Hobsbawm di nuovo sottovaluta il potere dei media di controllare l’opinione pubblica e formula un paio di ipotesi con cui i paesi ricchi avrebbero potuto gestire il fenomeno che adesso sembrerebbero inaccettabili o di estrema destra (e Hobsbawm è sempre stato un vero comunista!). Per esempio suggerisce un sistema in cui i lavoratori stranieri possono lavorare in un paese ma senza acquistare diritti politici e, una volta terminato il contratto, se ne ritornano, anche dopo anni, nei paesi di origine.
Questo perché le problematiche causate da un’immigrazione incontrollata sono evidenti e l’opinione pubblica, secondo Hobsbawm, non le tollererebbe.
Di nuovo qui lo storico sottovaluta la potenza persuasiva di un sistema con i media che propongono un’unica verità e, quindi, riescono a manipolare come vogliono l’opinione pubblica.

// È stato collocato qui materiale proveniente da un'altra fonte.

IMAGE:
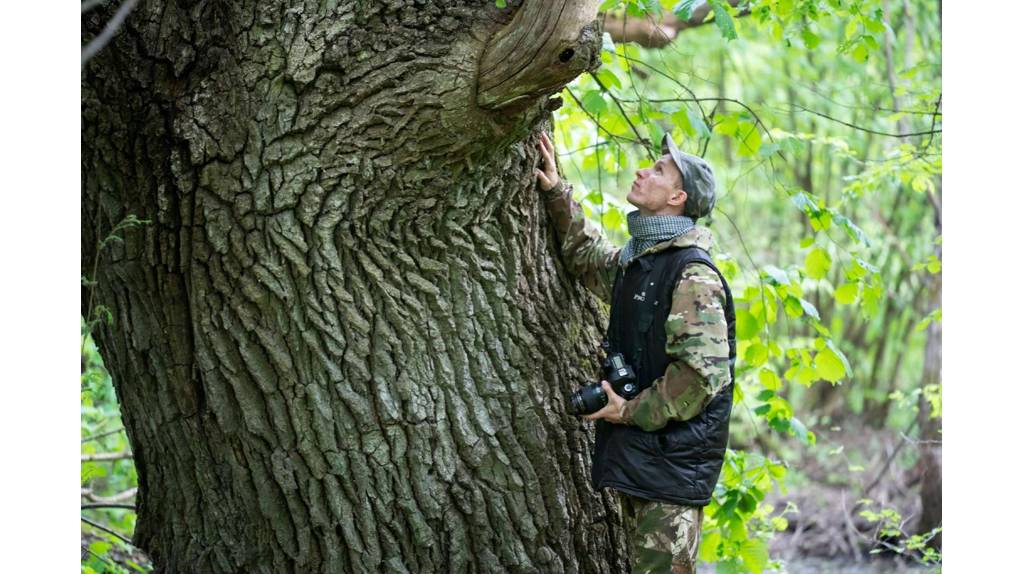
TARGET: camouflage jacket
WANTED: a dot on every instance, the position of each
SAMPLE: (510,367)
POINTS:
(696,332)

Vediamo se trovo un passaggio non troppo lungo che esprime almeno parte di questi concetti… Ecco: «La [soluzione] più probabile è quella di consentire un’immigrazione temporanea e condizionata, che non dà agli stranieri i diritti politici e sociali di cittadinanza, cioè di creare società essenzialmente non egualitarie.» (*2) (*3)
Stranamente Hobsbawm non accenna a una possibilità che a me pare ovvia: il controllo delle nascite. Forse preferisce evitare di infilarsi in un ginepraio.
Per la cronaca non vi è neppure nessun accenno al pericolo di una pandemia.
Il sottocapitolo 4 è invece dedicato all’economia. Prevede:
- aumento distanza fra paesi ricchi e poveri.
- meno lavoro dovuto alla tecnologia. I “nuovi” lavori non sufficienti per rimpiazzare i vecchi persi.
Osservazione molto attuale pensando alla novità dell’IA. Al riguardo rimando a [E] 21.4, “Il pericolo dell’Intelligenza Artificiale (IA)”.
Ci sarebbero molti altri spunti interessanti ma non voglio/posso dilungarmi troppo.
Per il resto del sottocapitolo Hobsbawm prevede correttamente quali sono i problemi di un eccesso di liberismo (che lui ha già notato negli anni ‘80 nel Regno Unito) e conclude che in futuro si dovranno superare questi difetti evidenti.
Per esempio: «[…] un’economia di libero mercato senza restrizioni né controllo non può offrire alcuna soluzione a essi [problemi sociali]. Se mai, non può che peggiorare fenomeni come la crescita di una disoccupazione o di una sottocupazione permanenti, dal momento che la scelta razionale delle imprese orientate al profitto è: a) ridurre il più possibile il numero dei dipendenti […]; b) ridurre il più possibile tutte le tasse per la sicurezza sociale e ogni tassa in generale.» (*4)
Mentre in precedenza aveva scritto della tendenza del lavoro a migrare dove il costo è minore con conseguente diminuzione del costo del lavoro anche nei paesi ricchi (tutti più poveri tranne i ricchissimi).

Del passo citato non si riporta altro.